Neste blog fizemos menção em várias oportunidades sobre os vinhos botrytisados. Regiões como Sauternes, Tokaj (Hungria), algumas regiões do Vale do Loire, Alsácia e também da Alemanha, são clássicas nesta categoria de vinho. Neste artigo, vamos explorar tecnicamente um pouco mais este fenômeno raro e que sem dúvida nenhuma, é responsável pelos melhores vinhos doces do mundo.
O fungo Botrytis Cinerea na agricultura, ou seja, não só na viticultura, apresenta-se de forma não tão rara como se imagina e mais, da forma mais nefasta possível. Botrytis em grego quer dizer cacho de uvas, forma habitual da colônia de fungos na infestação dos grãos de uvas. Cinerea vem de cinzas, relacionada ao aspecto visual da mesma infestação. Aliás, “podridão cinza” é o nome dado à atuação nefasta deste fungo na maioria das vezes nos vinhedos e portanto, torna-se uma praga. Em condições climáticas específicas, ou seja, manhãs brumosas e dias ensolarados, está atuação torna-se uma benção, chamada então de “podridão nobre”, ou noble rot, ou pourriture noble, ou muffa nobile, ou edelfäule (alemão).

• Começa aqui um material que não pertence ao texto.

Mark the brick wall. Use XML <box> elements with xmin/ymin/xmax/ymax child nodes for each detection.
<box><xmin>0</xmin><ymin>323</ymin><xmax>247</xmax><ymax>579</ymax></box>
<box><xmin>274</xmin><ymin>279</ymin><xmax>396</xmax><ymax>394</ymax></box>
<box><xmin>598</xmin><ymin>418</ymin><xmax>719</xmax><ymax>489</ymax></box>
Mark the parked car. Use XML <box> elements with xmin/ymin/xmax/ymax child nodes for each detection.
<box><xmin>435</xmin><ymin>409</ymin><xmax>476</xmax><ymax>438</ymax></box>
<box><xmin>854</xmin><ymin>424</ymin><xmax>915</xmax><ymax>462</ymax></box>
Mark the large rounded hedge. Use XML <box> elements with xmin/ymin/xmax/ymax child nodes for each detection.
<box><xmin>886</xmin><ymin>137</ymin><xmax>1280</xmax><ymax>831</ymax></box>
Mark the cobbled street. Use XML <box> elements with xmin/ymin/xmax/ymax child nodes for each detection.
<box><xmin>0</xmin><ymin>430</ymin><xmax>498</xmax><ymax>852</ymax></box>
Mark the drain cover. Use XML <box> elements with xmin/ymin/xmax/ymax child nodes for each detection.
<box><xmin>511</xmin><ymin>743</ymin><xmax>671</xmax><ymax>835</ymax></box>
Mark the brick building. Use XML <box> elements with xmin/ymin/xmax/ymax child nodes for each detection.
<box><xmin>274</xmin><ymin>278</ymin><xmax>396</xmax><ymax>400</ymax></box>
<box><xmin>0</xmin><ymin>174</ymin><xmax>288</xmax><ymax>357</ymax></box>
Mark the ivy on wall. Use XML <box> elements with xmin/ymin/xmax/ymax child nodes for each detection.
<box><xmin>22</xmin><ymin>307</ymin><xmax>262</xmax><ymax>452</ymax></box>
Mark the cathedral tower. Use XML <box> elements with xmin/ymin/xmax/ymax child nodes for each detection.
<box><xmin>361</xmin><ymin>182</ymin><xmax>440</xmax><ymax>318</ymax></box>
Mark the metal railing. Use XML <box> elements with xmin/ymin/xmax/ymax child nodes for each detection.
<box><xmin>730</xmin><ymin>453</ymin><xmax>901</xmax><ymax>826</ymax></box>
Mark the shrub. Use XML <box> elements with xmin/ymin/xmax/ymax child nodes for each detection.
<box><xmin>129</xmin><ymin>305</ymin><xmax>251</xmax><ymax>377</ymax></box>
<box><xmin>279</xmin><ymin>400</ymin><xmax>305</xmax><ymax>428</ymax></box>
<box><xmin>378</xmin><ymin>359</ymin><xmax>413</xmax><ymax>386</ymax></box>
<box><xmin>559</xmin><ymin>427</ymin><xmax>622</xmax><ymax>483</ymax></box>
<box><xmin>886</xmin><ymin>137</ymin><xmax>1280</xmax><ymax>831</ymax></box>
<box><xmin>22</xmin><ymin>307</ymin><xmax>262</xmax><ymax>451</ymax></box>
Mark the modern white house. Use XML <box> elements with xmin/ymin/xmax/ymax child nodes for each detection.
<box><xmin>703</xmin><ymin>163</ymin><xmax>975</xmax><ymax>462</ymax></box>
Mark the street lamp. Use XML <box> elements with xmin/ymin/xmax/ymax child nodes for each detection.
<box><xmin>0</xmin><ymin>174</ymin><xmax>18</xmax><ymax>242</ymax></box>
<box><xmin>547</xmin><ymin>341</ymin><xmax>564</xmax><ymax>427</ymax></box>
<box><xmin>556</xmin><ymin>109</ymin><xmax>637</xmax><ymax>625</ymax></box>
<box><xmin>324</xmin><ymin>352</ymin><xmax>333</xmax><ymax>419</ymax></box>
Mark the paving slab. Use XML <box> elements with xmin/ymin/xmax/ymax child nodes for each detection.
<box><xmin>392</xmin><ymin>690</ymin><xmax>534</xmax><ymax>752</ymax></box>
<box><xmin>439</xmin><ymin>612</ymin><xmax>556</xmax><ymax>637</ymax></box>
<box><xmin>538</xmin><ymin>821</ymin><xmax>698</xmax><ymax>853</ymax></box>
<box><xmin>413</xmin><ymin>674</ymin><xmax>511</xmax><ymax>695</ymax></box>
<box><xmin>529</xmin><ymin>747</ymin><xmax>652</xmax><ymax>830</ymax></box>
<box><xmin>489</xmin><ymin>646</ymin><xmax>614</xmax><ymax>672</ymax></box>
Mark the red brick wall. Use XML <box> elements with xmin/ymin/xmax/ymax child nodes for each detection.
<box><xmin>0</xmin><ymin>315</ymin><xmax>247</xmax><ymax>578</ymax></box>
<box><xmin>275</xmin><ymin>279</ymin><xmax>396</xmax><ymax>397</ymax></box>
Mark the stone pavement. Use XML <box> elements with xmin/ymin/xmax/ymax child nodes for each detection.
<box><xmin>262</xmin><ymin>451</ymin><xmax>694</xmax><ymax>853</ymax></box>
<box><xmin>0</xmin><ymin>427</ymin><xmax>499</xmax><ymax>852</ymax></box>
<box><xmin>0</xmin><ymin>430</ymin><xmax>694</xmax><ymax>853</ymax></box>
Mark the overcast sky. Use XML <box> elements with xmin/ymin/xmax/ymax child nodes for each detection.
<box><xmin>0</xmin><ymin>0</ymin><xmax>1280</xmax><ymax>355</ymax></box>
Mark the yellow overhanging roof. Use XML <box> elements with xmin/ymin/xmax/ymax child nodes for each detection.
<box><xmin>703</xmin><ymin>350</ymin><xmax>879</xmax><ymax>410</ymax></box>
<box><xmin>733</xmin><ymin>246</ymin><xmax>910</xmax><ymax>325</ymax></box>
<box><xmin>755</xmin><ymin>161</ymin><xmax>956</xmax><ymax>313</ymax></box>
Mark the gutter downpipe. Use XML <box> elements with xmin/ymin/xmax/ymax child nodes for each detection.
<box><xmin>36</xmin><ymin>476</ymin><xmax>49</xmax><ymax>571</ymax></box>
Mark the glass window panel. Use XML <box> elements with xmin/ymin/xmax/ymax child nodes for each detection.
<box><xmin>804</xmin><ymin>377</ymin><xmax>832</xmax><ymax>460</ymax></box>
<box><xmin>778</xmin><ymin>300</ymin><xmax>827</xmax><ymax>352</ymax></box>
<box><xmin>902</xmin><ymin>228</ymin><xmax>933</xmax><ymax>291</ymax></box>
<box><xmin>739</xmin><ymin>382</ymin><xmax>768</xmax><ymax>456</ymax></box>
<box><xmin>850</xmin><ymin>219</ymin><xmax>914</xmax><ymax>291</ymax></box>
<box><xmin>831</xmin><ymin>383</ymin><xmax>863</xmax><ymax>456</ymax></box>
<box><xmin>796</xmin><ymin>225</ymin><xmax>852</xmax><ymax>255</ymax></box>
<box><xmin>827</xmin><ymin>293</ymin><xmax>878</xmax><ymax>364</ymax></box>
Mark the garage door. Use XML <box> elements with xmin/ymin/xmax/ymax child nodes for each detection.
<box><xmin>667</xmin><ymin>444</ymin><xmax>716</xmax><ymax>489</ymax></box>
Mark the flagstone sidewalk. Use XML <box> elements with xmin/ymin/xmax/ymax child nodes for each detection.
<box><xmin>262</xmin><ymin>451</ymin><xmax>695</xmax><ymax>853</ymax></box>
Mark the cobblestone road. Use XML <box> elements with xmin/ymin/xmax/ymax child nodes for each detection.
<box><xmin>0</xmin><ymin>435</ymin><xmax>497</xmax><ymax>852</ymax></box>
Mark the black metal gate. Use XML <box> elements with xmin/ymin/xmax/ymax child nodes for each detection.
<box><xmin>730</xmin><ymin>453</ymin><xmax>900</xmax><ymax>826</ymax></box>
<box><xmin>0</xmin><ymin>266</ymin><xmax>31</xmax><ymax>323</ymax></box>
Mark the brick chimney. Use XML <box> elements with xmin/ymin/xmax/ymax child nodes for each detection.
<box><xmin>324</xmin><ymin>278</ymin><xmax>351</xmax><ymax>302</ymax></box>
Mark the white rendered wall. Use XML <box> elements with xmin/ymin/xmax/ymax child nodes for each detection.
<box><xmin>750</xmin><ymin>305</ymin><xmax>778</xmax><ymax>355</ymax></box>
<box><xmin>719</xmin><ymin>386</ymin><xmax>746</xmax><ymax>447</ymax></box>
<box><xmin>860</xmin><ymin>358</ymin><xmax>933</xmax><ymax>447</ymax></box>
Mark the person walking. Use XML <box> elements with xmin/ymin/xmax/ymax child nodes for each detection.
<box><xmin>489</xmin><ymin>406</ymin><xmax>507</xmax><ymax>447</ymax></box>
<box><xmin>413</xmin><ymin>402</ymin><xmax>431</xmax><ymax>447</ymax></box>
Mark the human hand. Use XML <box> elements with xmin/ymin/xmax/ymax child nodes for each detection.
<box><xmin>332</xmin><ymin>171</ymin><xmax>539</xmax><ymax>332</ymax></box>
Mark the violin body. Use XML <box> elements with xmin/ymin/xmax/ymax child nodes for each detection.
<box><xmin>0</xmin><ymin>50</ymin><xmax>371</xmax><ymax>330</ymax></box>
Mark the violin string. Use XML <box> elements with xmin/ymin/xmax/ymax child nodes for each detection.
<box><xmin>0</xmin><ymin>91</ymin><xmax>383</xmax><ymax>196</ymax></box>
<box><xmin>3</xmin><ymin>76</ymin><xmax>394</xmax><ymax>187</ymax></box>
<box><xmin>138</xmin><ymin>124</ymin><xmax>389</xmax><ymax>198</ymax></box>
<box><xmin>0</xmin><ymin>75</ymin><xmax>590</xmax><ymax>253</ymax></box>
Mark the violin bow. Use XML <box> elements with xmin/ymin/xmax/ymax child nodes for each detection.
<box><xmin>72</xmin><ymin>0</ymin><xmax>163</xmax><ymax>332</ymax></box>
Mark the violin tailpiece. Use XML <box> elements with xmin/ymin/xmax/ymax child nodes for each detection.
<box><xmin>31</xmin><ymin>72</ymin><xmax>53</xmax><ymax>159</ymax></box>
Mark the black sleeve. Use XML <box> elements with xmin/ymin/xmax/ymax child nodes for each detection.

Estas condições ocorrem com alguma frequência nas regiões clássicas acima citadas.
Tomando como exemplo a região bordalesa de Sauternes, imortalizada pelo magistral Château d´Yquem, o fungo ataca os grãos de uvas perfeitamente maduros naquelas condições climáticas específicas. Com a pele relativamente frágil, o fungo consegue perfurar o grão de uva provocando uma reação natural da planta. Em outras palavras, a planta entende que houve uma invasão, uma agressão, e isto precisa ter uma resposta. A partir deste fato, haverá uma luta entre a planta e o fungo invasor, e uma série de substâncias serão sintetizadas beneficiando nós consumidores, com aromas, texturas e sabores únicos.
A primeira constatação da infestação é a desidratação do grão pela evaporação da água, aumentando a concentração de açúcar, a despeito de parte do mesmo ser metabolizado pelo fungo. Parte dos ácidos também são metabolizados, preferencialmente o ácido tartárico. Mesmo assim, há uma expressiva preservação da acidez, sobretudo do ácido málico, mais forte e mais eficiente para equilibrar a alta concentração de açúcares. Nesta luta, há produção de ácido glucônico, sem impacto sensorial, mas uma prova laboratorial irrefutável da incidência de Botrytis no vinho. A infecção secundária inevitável nos grãos de uvas por bactérias acéticas acaba gerando pequenas doses de ácido acético e acetato de etila, responsáveis pelos aromas de acetona e esmalte de unha. Uma das reações da planta é a formação de diversos polialcoóis, em particular, aumento substancial do glicerol, gerando sensação de doçura e principalmente, untuosidade. Outras reações importantes são a síntese de sotolon e de álcoois, gerando aromas de curry, mel, especiarias, açúcar queimado, nozes e cogumelos.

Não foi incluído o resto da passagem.